#P-32

GST phase change material for photonic applications

Alicja KĄDZIELA, Dagmara DRECKA, Michał GOLAS, Marcin JUCHNIEWICZ, Marcin LELIT,
Bartłomiej STONIO, Mateusz SŁOWIKOWSKI, Piotr WIŚNIEWSKI

Politechnika Warszawska, Centrum Zaawansowanych Materiałów i Technologii CEZAMAT,
ul. Poleczki 19, 02-822 Warszawa

Phase-change materials (PCMs), particularly those based on chalcogenide compounds like Ge₂Sb₂Te₅ (GST), offer significant potential for tunable optical components in nanophotonic circuits. These materials can be rapidly and reversibly switched between amorphous and crystalline phases using low-energy optical or electrical pulses, resulting in a substantial refractive index contrast (∆n > 1) across a broad wavelength range, from visible to infrared (IR). This unique property makes PCMs highly promising for on-chip photonic memories and versatile applications, especially in telecom and mid-IR wavelengths where low loss is critical. In this work, we present the experimental results of optimizing the GST layer and numerical simulations of the SiN waveguides with an integrated GST layer on top.

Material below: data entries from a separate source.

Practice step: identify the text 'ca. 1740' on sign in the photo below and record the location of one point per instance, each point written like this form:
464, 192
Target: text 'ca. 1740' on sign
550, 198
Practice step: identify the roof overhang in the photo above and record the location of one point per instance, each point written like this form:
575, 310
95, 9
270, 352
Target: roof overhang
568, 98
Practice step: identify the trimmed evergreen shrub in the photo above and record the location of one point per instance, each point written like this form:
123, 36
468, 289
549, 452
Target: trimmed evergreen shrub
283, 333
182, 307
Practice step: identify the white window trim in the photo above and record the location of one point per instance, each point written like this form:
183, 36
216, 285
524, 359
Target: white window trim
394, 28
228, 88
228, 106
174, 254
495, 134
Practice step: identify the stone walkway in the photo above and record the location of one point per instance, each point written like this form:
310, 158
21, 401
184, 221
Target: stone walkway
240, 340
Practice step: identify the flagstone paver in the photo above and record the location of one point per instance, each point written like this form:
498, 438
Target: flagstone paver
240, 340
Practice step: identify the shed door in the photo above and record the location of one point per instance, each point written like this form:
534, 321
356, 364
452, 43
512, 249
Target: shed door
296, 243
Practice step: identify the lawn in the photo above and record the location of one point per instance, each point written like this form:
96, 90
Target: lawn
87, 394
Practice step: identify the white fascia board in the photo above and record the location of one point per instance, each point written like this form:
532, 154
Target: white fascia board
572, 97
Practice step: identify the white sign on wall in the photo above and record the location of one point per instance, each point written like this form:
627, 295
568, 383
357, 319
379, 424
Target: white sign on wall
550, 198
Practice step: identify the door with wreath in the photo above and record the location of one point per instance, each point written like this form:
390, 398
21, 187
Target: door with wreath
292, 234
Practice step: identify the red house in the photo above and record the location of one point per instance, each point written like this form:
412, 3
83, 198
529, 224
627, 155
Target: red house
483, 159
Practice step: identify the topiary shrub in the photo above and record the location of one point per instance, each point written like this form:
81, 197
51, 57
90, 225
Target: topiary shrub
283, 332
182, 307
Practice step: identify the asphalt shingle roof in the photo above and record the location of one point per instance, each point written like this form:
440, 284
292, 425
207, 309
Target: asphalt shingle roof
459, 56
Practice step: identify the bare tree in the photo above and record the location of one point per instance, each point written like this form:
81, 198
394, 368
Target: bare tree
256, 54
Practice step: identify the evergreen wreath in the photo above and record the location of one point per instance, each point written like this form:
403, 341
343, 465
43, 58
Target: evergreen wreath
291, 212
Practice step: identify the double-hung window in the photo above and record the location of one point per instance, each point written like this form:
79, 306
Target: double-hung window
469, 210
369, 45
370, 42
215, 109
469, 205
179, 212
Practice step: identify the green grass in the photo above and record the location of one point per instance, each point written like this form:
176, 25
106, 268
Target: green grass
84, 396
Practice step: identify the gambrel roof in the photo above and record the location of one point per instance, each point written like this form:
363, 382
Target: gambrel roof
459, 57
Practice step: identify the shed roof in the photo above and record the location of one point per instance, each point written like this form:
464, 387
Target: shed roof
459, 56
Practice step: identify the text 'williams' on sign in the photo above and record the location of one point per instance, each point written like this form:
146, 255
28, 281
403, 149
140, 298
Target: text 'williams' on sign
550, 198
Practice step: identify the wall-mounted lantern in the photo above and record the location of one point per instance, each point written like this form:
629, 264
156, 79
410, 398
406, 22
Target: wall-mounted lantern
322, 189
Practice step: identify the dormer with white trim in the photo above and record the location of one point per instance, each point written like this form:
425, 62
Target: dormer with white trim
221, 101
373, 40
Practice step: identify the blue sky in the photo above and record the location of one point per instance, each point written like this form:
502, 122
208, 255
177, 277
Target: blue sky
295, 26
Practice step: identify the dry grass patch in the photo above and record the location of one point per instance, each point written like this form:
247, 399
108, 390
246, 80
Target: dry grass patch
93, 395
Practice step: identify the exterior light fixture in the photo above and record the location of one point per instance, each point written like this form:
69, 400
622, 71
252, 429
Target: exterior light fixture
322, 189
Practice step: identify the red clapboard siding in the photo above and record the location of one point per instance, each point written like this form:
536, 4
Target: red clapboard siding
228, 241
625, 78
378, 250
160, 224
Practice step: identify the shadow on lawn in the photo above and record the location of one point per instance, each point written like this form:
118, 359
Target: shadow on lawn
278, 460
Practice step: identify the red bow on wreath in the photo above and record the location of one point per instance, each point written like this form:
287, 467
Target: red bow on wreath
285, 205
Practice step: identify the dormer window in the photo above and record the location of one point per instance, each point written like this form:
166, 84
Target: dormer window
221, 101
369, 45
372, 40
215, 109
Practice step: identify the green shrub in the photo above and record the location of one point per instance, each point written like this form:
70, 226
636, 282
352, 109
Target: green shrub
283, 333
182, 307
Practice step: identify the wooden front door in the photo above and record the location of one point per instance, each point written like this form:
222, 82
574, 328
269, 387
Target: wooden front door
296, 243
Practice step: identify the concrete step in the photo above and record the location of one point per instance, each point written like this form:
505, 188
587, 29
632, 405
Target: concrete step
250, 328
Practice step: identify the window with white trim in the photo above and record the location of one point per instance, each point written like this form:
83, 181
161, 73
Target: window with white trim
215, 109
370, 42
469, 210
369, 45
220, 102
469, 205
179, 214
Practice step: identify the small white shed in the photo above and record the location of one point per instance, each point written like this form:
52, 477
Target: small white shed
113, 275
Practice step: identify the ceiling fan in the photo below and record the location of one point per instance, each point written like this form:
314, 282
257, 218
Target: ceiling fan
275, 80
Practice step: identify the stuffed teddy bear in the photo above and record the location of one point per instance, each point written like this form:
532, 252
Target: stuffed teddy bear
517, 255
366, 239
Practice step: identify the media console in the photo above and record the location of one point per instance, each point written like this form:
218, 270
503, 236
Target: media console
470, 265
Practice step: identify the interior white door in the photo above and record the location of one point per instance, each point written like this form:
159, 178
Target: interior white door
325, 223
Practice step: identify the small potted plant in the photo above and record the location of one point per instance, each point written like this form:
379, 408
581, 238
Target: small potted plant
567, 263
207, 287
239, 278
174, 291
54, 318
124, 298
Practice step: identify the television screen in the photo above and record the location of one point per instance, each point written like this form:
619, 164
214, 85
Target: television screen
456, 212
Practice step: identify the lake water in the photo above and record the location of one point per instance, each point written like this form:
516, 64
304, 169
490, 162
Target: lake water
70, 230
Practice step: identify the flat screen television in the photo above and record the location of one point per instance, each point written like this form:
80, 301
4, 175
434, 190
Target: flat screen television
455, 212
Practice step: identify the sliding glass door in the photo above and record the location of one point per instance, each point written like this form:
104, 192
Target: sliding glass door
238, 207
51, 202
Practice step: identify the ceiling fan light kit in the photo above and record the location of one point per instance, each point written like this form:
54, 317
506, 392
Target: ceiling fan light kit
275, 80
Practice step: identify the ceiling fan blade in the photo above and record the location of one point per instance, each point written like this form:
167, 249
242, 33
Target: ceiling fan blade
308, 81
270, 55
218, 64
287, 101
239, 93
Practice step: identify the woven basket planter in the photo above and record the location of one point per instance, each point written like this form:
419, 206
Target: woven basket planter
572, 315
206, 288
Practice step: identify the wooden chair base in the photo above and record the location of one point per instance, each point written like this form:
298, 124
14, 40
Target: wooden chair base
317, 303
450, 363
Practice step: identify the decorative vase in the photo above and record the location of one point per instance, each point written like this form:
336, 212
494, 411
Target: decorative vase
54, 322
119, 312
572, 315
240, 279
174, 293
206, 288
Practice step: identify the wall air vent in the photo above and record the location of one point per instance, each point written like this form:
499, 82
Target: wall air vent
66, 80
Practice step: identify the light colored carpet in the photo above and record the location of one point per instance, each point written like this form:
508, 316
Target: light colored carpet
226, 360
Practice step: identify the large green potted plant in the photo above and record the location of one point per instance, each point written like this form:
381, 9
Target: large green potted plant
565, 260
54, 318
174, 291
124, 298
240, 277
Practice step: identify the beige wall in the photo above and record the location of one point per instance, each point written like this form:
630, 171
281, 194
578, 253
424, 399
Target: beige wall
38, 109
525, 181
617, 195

GST thin films were deposited on silicon substrates by magnetron sputtering. Amorphous samples were annealed in rapid thermal processing (RTP) system at different temperatures. In order to investigate optical properties of specimens, ellipsometric measurements were performed. In Fig. 1 n (a) and k (b) characteristics of samples annealed in different temperatures are plotted and manifest great changes during the phase changing process. The curves can be distinguished in three areas, corresponding to three different GST phases (amorphous, fcc, hcp). A tendency was observed for the optical constants values to increase with increasing annealing temperature. Simulations of field distribution and propagated modes were conducted in the Lumerical FDE solver for a 400 nm x 1 µm SiN waveguide. The waveguide, surrounded by a GST layer and encompassed by SiO2, was modeled in 2D for 1550 nm using obtained ellipsometry data. Electric field distribution of the fundamental TE mode (mode 0) for a SiN waveguide with a 32,5 nm layer of amorphous GST and crystallized GST at 170°C is presented in Figure 1. Images show visible differences in guided mode, affecting transmission through such a structure depending on GST layer state.

Fig. 1. Optical constants of GST samples: a) refractive index, b) extinction coefficient;
Electric field distribution of the fundamental TE mode for a waveguide with: c) amorphous and d) crystallized GST.

References
[1] P. Prabhathan, et al. "Roadmap for phase change materials in photonics and beyond." Iscience 26.10 (2023).